Wer als Politiker in Sonntagsreden davon spricht, dass Kinder Zukunft bedeuten, der sollte bei jahrzehntelangem massenhaften Geburtenmangel auch so ehrlich sein, über die selbst gesetzten Grenzen des Wachstums zu reden. Zielführender wäre, Gesetze zu verabschieden, die jungen Menschen Mut machen, eine Familie zu gründen.
Heute holt uns die normative Kraft des Faktischen mit einem stetig wachsenden Fachkräftemangel ein, und der Erkenntnis, dass es ohne eigene Kinder keine Zukunft gibt. Die CDU-Vorsitzende, Frau Kramp-Karrenhaus, hat unlängst beim Leipziger Bundesparteitag die Frage gestellt, warum es in Deutschland so wenige Kinder gibt.
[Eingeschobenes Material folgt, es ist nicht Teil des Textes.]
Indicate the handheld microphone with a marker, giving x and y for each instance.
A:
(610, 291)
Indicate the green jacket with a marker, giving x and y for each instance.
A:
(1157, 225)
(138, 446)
Man darf ihr unterstellen, dass sie weiß, dass der wachsende Fachkräftemangel das Mega-Thema dieses Jahrzehnts sein wird, zumal er schon heute die Grenze des Wirtschaftswachstums aufzeigt. Vom folgenden Wohlstandverlust ganz zu schweigen.
Und tatsächlich stehen die Zeichen auf dem Arbeitsmarkt längst auf Sturm. "Wir verlieren ein Stück Zukunft in Deutschland, wenn wir den Sanierungsfall öffentlicher Dienst nicht zukunftsfest machen" (FAZ 7.1.2020), sagte der Vorsitzende des Beamtenbundes in Deutschland, Ulrich Silberbach, bezogen auf den Personalmangel: Aktuell fehlen nach seiner Aussage 300.000 Lehrer, Sicherheitskräfte etc.
Andere Dienstleister, aber auch die Wirtschaft sehen bereits die Umrisse der Wand, auf die wir zusteuern. Der Chef der Bundesagentur für Arbeit, Detlef Scheele, sagte jüngst vor dem Fachkräfte-Einwanderungsgipfel, dass der Fachkräftemangel noch deutlich spürbarer werden wird. "Die Demografie schlägt jetzt voll zu. Wir haben im Jahr 2020 praktisch keine Steigerung des Erwerbspersonenpotentials mehr - trotz einer erwarteten Zuwanderung von rund 230.000 Menschen". (FAZ 16.12.2019). Ist es ein Zeichen von Selbsttäuschung oder Verdrängung, dass bisher kein Politiker das nachhaltige Thema des Geburtenmangels aufgegriffen hat? Oder vertraut die Politik wider besseres Wissen weiter auf massenhafte risikobehafteten Personalaufstockung aus dem Ausland?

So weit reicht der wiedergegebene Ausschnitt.